In the UK, several workers in the industry are known to have died from covid-19, including a nurse from the West Midlands, a health assistant and three doctors in London, one in Leicester and one in Southend.

Inflection point

Given what has happened in Italy and Spain, projections for the United Kingdom indicate that the peak of the pandemic will arrive in two weeks, and that is why medical personnel are preparing, says Roberts.
In In addition to EPI, an intensive care nurse in Spain uses a garbage bag and a plastic protective mask, donated by a local company.
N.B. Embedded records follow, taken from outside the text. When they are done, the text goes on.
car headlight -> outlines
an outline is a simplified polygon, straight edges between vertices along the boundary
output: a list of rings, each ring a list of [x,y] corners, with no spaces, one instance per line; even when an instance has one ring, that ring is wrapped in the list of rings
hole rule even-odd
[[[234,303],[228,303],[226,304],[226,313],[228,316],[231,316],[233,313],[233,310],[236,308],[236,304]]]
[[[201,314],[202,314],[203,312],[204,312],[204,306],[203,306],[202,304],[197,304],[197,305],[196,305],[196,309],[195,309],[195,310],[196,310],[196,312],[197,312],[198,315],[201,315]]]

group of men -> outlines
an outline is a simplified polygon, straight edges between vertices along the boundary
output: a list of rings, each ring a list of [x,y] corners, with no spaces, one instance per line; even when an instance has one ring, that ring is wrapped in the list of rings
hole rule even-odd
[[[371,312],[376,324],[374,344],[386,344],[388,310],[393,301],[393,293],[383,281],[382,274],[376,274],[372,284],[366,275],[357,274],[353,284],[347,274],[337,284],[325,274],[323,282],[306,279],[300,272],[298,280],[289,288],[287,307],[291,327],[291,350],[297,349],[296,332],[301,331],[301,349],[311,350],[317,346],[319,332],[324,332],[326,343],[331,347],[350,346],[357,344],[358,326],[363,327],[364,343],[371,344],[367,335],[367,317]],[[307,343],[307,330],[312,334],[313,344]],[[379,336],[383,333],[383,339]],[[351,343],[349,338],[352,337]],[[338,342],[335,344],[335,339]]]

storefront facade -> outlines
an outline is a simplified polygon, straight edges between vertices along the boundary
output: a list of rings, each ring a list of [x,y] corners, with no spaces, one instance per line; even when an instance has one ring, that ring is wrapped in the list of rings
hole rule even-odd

‘If the cases increase as fast as they did in Spain and Italy, then frankly, we are in trouble. All of our areas will soon be full,’ he warns.
‘Our anesthesia machines, designed to run for two to three hours maximum, have been running for four to five days straight. We already have leaks and failures,’ he adds.
The additional intensive care beds, installed in various operating rooms and wards, have almost doubled the hospital's ability to assist critically ill patients, particularly those who cannot breathe on their own and need a ventilator.
However, in expanding intensive care, Roberts says it is the nursing staff that is disproportionately affected.
‘Intensive care nurses are highly trained and typically provide personalized care for critically ill people. Their patients may be asleep, but they are so closely related that they can describe every hair on a patient's head,’ she says.
He added: ‘But now, with these additional beds, nurses are under pressure to care for up to four patients, while providing the same level of care. They really are struggling. They are the most important part of the system.’
The death rate in creased this week, UK coronavirus deaths exceeded 4,000 deaths.
UK coronavirus deaths exceeded 4,000 deaths.

Stay at home

Outside, in the hospital parking lot, in the ambulance area, there is a new temporary building, built for one purpose: to screen all patients for coronavirus symptoms before they are admitted.
It is run by a doctor who, Roberts notes, may be caring for patients. He described the unit as a ‘lie detector’.
‘It's very common for people to lie about their symptoms just to be treated,’ people who should have stayed home, but who go to the emergency room, he says.
‘So now all patients are screened in the parking lot, to make sure that those with covid-19 symptoms go to the right wing of the hospital and don't infect everyone else, like those who entered with a broken arm.’
But for Roberts it is not just about those who enter the emergency room, but everyone.
‘Most of the hospital staff are isolating ourselves when we are not at work, so as not to put others at risk.’